Here the authors demonstrate that the dsDNA binding function at the N-terminus of BRCA2 prevents nucleotide depletion-dependent replicative ssDNA gaps but not those induced by PARP inhibition. This function is impaired in breast-cancer variants affecting this region. Replication stress (RS) is a major source of genomic instability and is intrinsic to cancer cells. RS is also the consequence of chemotherapeutic drugs for treating cancer. However, adaptation to RS is also a mechanism of resistance to chemotherapy.

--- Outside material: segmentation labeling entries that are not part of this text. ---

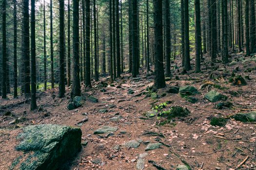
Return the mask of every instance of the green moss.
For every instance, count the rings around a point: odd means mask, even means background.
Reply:
[[[227,124],[227,119],[222,118],[213,117],[211,119],[210,124],[212,126],[224,126]]]

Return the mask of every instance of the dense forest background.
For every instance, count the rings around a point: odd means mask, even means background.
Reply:
[[[200,60],[227,64],[229,51],[253,53],[255,3],[3,0],[0,92],[3,98],[17,97],[30,88],[33,94],[59,86],[62,97],[73,83],[72,98],[80,95],[80,82],[90,86],[91,79],[108,75],[113,82],[124,71],[136,77],[138,68],[149,71],[153,65],[157,88],[164,87],[164,72],[172,76],[171,61],[177,58],[184,72],[199,72]]]

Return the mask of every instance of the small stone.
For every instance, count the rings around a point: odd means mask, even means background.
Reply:
[[[237,61],[233,61],[231,62],[230,62],[230,63],[229,63],[229,66],[233,66],[233,65],[236,65],[236,64],[237,64]]]
[[[120,149],[120,146],[119,145],[115,145],[113,148],[113,149],[115,151],[118,151]]]
[[[194,95],[199,93],[196,87],[191,85],[181,87],[179,88],[178,92],[181,96]]]
[[[122,134],[125,134],[127,132],[125,131],[120,131],[120,133]]]
[[[137,161],[136,168],[138,170],[142,170],[145,167],[145,160],[143,159],[138,159]]]
[[[110,118],[109,119],[109,120],[112,121],[118,121],[120,119],[121,119],[123,118],[123,117],[121,116],[115,116],[113,118]]]
[[[105,126],[94,131],[94,134],[102,134],[109,133],[114,133],[117,130],[117,127]]]
[[[185,165],[178,165],[176,167],[177,170],[188,170],[188,167]]]
[[[158,95],[157,94],[157,93],[153,92],[151,93],[151,95],[150,95],[150,97],[151,98],[151,99],[153,100],[155,100],[158,98]]]
[[[146,112],[146,116],[148,118],[153,118],[158,115],[158,111],[156,110],[151,110]]]
[[[82,101],[82,97],[81,96],[76,96],[73,99],[73,102],[74,105],[77,108],[80,107],[83,104]]]
[[[100,113],[105,113],[108,112],[108,110],[107,109],[101,109],[98,110],[98,112]]]
[[[145,150],[146,150],[146,151],[154,150],[155,149],[160,148],[161,146],[162,146],[162,144],[160,143],[151,143],[148,144],[148,146],[147,146],[147,147]]]
[[[92,163],[95,164],[99,164],[101,162],[101,159],[99,158],[96,158],[91,161]]]
[[[246,122],[256,121],[256,112],[251,112],[247,113],[239,113],[232,117],[236,120]]]
[[[133,159],[131,160],[131,162],[134,162],[135,161],[136,161],[136,159]]]
[[[74,104],[74,103],[72,102],[68,104],[68,106],[67,106],[67,108],[69,110],[71,110],[75,109],[77,107],[76,107],[76,106]]]
[[[173,86],[170,87],[166,92],[169,93],[177,94],[178,93],[178,90],[179,90],[179,87],[176,86]]]
[[[137,148],[139,146],[141,142],[139,142],[138,140],[132,140],[123,143],[122,145],[124,146],[126,148]]]
[[[128,94],[133,94],[134,93],[134,91],[133,89],[129,89],[127,92]]]
[[[143,159],[146,157],[148,155],[148,153],[140,153],[138,155],[138,158],[139,159]]]
[[[107,90],[106,90],[106,89],[103,88],[101,88],[101,89],[100,89],[100,91],[101,91],[101,92],[105,92],[107,91]]]
[[[88,98],[88,99],[90,101],[93,102],[98,102],[98,100],[97,98],[96,98],[95,97],[94,97],[93,96],[90,96],[89,98]]]
[[[85,141],[84,142],[82,142],[81,144],[83,146],[86,146],[86,145],[87,145],[87,144],[88,144],[88,141]]]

BRCA2 deficiency results in replication stress in human cells. BRCA2 protein's main functions include DNA repair by homologous recombination (HR) both at induced DNA double-strand breaks (DSB) and spontaneous replicative lesions. At stalled replication forks, BRCA2 protects the DNA from aberrant nucleolytic degradation and is thought to limit the appearance of ssDNA gaps by arresting replication and via post-replicative HR. However, whether and how BRCA2 acts to limit the formation of ssDNA gaps or mediate their repair, remains ill-defined. Here, we use breast cancer variants affecting different domains of BRCA2 to shed light on this function. We demonstrate that the N-terminal DNA binding domain (NTD), and specifically, its dsDNA binding activity, is required to prevent and repair/fill-in ssDNA gaps upon nucleotide depletion but not to limit PARPi-induced ssDNA gaps. Thus, these findings suggest that nucleotide depletion and PARPi trigger gaps via distinct mechanisms and that the NTD of BRCA2 prevents nucleotide depletion-induced ssDNA gaps.

Automated summary

The authors demonstrate that the dsDNA binding function at the N-terminus of BRCA2 prevents nucleotide depletion-induced ssDNA gaps but not those induced by PARP inhibition. Replication stress is a major source of genomic instability and is intrinsic to cancer cells. BRCA2 deficiency results in replication stress and the protein's N-terminal DNA binding domain plays a crucial role in preventing and repairing ssDNA gaps caused by nucleotide depletion.